Rich - it actually does matter if he is licensed. The standard of care for a non-licensed person is that of a reasonable person in similar circumstances. The standard of care for a licensed architect is that of a typical member of the profession.
J. Peter Jordan, FCSI, CCS, AIA, LEED AP (Unregistered Guest)
Unregistered guest
Posted on Wednesday, June 06, 2012 - 11:42 am:   Edit PostDelete PostPrint Post

I would think that if what was being constructed did not match what was shown on permitted documents, someone is in big trouble, licensed or not.
Alan Mays, AIA
Senior Member
Username: amays

Post Number: 92
Registered: 02-2003
Posted on Wednesday, June 06, 2012 - 06:00 pm:   Edit PostDelete PostPrint Post

@Mark: You are correct, I was not implying what type of construction is allowed to be built. What I was saying is that he was not a licensed Architect in California and he is allowed to only submit unstamped drawings to the city for those types of buildings since he was not an architect.

Here is an article that the ABA Journal (Law Journal) wrote concerning this case: http://www.abajournal.com/news/article/fireplaces_in_11m_home_were_made_of_drywall_officials_say_in_manslaughter/

@Peter: It happens all the time. Owners want to avoid the fees and delays due to the city.
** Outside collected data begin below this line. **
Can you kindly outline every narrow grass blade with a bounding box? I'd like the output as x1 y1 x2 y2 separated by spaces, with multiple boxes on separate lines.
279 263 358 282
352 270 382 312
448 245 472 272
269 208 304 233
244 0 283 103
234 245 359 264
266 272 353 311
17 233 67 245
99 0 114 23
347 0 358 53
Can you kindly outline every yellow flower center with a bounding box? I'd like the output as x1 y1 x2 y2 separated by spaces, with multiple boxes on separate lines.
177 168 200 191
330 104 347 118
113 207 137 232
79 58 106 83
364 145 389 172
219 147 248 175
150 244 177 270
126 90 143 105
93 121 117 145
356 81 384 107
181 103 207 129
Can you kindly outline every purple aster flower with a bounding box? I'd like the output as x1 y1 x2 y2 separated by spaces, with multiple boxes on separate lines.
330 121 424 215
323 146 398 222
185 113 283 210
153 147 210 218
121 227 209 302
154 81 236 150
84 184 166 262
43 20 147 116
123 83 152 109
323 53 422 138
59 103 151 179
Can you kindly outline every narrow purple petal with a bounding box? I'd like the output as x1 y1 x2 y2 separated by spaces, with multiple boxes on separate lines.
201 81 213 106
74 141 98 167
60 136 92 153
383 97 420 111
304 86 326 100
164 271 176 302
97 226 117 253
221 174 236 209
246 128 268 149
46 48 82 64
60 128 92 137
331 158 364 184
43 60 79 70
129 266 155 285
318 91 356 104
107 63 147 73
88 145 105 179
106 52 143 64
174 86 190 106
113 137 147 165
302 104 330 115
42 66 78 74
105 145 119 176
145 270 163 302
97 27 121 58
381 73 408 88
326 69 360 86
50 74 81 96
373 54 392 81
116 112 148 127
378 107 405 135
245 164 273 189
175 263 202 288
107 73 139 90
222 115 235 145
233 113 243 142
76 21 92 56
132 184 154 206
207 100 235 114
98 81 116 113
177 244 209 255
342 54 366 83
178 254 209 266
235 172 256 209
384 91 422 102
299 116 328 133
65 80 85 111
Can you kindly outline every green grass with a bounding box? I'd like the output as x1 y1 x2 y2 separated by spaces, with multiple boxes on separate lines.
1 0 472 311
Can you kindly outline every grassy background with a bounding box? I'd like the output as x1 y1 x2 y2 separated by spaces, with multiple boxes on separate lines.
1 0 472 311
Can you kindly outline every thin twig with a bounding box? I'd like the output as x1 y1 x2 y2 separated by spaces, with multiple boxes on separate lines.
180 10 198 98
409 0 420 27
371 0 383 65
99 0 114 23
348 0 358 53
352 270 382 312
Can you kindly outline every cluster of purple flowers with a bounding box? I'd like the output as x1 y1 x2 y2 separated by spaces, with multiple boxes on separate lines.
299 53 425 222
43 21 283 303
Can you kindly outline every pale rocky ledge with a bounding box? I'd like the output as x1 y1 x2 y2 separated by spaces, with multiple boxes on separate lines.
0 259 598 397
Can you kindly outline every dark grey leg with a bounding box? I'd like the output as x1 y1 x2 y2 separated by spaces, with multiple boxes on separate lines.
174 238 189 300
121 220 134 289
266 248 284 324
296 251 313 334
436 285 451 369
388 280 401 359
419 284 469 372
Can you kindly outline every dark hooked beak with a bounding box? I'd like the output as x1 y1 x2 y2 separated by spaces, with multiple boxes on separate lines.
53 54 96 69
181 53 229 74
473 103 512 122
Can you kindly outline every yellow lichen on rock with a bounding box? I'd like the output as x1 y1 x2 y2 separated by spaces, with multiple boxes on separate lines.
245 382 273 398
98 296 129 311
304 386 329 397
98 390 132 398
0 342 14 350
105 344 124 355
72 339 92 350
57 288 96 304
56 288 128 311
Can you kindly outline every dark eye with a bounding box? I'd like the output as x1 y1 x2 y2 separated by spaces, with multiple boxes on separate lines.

There are cities that require that all RFI's be reviewed by them.
Alan Mays, AIA
Senior Member
Username: amays

Post Number: 93
Registered: 02-2003
Posted on Wednesday, June 06, 2012 - 06:09 pm:   Edit PostDelete PostPrint Post

From the comments in the ABA article:

"The documents attached at the link indicate he was in the country when the house caught fire and immediately questioned. Then he left the country. His email account was being monitored, and the prosecutors/investigators figured out he was coming back into the country (from Switzerland) to sell all of his remaining assets including the house, which had been repaired while he was in Europe. The emails also led to the conclusion that he intended to enter the US for just a day or so, then return to Europe to avoid any prosecution. Seventeen firefighters were trapped when the house fell down around them and one died. The only reason it fell down is because it caught fire; the only reason the firefighters were there was because it caught fire; it caught fire because he lit a fire in one of his fireplaces—I don’t see a proximate cause problem, there."
John Bunzick, CCS, CCCA, LEED AP
Senior Member
Username: bunzick

Post Number: 1407
Registered: 03-2002
Posted on Monday, June 11, 2012 - 11:47 am:   Edit PostDelete PostPrint Post

Why wouldn't the contractor who installed the fireplaces have liability? It seems at least somewhat likely that he or she knew that these would not meet code, and that the manufacturer did not recommend their use indoors. Unless they were not a very professional contractor - which with this guy might very well be the case.